The goals of treatment include: Prophylactic intubation in patients who are considered clinically to have moderate to severe symptoms. Stopping further toxin production by early source control, that is, surgical debridement, and neutralization of the unbound circulating toxin by administering TIGs are considered essential treatment steps in managing these patients.  Antimicrobial therapy is needed, preferably Metronidazole 500 mg IV every 6 h. Metronidazole was found to decrease mortality in these cases.  Control of muscle spasms is another important treatment goal with benzodiazepines and muscle relaxants. Intrathecal baclofen, a centrally acting muscle relaxant has been tested in previous studies and has shown good results, in terms of weaning from the ventilator and decreasing the need for benzodiazepine.  Management of autonomic storm using magnesium sulfate infusion. [7-8]
| Conclusion|| |
Tetanus is a rare disease in Saudi Arabia where many physicians might not see a single case in their entire practice. This uncommonness together with subtle presentations of the disease can make its diagnosis a challenge for treating physicians.

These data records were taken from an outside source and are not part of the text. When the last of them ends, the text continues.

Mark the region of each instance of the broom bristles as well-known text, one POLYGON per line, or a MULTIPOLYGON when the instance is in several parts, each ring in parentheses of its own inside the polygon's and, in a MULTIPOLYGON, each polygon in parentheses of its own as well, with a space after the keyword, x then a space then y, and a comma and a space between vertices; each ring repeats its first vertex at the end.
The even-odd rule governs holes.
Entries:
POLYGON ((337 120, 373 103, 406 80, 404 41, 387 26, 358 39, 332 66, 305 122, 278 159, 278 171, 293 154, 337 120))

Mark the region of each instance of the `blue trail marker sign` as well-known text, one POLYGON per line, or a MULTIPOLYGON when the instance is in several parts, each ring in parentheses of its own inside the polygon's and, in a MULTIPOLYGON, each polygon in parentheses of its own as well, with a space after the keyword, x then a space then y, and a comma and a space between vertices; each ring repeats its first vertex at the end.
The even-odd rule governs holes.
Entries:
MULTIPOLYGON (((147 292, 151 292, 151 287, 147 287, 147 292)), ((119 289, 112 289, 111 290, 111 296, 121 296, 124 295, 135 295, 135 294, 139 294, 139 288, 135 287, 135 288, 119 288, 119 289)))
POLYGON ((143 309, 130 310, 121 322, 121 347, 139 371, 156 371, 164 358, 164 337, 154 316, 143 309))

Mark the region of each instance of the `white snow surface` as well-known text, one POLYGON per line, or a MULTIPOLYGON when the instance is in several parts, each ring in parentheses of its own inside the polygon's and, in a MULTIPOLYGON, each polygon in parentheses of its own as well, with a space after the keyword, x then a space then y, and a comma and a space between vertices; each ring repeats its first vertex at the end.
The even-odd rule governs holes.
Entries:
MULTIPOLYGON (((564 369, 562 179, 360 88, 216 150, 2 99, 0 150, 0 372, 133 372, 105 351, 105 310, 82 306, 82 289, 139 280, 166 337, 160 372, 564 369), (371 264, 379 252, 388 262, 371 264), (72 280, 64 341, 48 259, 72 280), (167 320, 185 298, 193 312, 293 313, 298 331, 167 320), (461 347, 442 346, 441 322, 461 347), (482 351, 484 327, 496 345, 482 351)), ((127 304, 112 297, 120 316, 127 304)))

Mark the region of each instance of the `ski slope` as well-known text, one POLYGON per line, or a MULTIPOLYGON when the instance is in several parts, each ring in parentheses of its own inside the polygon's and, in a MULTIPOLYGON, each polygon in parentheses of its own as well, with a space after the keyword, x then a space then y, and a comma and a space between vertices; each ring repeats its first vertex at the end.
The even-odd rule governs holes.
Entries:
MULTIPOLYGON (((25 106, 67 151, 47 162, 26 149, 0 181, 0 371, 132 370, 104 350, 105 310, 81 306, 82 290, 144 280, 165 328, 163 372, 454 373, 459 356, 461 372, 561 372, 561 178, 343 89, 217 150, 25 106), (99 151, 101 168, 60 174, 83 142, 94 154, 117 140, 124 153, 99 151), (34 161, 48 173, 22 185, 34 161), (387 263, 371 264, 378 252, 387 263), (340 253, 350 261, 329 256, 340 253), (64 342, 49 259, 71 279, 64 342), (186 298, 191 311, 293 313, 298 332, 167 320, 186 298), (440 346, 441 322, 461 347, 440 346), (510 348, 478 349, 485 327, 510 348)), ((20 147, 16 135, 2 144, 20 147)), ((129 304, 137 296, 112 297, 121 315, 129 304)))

Our case demonstrates that all physicians should get acquainted with the less dramatic presentations of tetanus without any apparent injury. Tetanus should be considered in every case of unexplained acute rigidity with no appropriate vaccination history. Despite available treatment options, tetanus still carries a high mortality. Early aggressive treatment and close monitoring might improve the outcome in this group of patients.